2.Combine chicken broth, rice wine, 2 tablespoons soy sauce, dark soy sauce, brown sugar, and 1 tablespoon cornstarch in a medium-sized bowl. Mix well.
3.Add water into a large nonstick skillet over medium-high heat until the water begins to boil. Add the broccoli and cover. Steam until the broccoli just turns tender and the water evaporates, 1 minute or so. Transfer broccoli to a plate.

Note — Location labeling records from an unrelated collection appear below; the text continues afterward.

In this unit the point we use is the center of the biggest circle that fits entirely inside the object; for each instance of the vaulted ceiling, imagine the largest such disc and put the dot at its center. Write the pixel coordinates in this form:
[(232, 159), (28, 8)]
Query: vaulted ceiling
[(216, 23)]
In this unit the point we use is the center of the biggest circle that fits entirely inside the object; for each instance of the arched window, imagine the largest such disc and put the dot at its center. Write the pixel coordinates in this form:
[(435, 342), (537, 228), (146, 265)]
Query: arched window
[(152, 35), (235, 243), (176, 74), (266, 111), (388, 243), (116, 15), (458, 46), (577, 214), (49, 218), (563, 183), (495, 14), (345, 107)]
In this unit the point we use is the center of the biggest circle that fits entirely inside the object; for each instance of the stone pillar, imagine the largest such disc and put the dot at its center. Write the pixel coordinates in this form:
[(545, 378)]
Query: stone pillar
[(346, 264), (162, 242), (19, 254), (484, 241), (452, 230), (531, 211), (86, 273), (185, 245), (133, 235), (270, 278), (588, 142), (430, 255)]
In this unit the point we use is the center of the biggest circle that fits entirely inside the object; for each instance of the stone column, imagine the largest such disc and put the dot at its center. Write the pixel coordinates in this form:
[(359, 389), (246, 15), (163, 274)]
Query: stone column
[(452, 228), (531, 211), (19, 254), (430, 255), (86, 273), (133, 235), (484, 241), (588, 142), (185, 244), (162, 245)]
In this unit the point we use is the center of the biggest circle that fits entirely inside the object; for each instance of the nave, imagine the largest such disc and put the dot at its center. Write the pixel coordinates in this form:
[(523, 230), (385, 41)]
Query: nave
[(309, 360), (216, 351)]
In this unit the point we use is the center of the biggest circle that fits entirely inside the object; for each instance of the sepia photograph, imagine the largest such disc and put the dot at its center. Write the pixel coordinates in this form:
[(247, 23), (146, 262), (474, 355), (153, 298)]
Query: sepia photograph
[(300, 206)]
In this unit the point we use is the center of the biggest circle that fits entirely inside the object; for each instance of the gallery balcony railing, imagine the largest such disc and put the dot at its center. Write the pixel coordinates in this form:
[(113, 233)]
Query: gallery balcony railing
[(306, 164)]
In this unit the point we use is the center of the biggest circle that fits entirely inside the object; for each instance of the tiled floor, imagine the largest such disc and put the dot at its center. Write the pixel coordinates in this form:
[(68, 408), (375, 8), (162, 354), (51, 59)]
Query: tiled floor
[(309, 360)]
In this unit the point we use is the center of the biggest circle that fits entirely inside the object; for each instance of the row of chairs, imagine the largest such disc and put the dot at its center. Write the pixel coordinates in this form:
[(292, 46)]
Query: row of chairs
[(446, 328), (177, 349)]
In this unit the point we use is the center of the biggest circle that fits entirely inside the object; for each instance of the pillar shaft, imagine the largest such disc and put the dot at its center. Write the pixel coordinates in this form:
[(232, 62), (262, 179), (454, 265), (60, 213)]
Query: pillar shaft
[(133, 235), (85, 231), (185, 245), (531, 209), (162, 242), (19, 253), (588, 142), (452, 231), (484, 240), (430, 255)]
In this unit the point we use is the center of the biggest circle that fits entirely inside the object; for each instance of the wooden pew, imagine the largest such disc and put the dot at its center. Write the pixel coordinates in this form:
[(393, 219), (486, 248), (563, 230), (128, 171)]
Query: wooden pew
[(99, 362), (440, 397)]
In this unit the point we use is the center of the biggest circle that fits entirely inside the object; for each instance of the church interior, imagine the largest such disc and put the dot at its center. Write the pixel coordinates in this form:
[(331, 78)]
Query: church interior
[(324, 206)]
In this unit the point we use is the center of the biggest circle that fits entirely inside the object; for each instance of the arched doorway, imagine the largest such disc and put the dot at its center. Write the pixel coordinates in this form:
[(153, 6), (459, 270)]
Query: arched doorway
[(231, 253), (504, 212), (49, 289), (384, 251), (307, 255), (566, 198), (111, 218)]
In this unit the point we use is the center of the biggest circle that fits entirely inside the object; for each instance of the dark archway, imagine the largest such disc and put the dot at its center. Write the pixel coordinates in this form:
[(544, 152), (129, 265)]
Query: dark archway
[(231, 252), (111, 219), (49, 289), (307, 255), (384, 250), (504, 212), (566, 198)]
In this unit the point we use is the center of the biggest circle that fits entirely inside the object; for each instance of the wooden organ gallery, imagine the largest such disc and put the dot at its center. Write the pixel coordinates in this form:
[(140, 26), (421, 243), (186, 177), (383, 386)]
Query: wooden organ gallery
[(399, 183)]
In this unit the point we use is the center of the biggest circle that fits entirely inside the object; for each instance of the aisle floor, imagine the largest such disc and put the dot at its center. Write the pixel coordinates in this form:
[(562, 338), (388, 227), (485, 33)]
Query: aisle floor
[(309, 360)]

4.Add 1 tablespoon oil and swirl to coat the bottom. Spread the steak in a single layer. Allow to cook without touching for 30 seconds, or until the bottom side is browned. Flip to cook the other side for a few seconds. Stir and cook until the surface is lightly charred and the inside is still pink.
5.Add the garlic and ginger. Stir a few times to release the flavor and fragrance. Return the broccoli to the pan. Stir the sauce again to dissolve the cornstarch completely and pour it into the skillet. Cook and stir until the sauce thickens, about 1 minute. Transfer everything to a plate immediately. Serve hot as a main dish.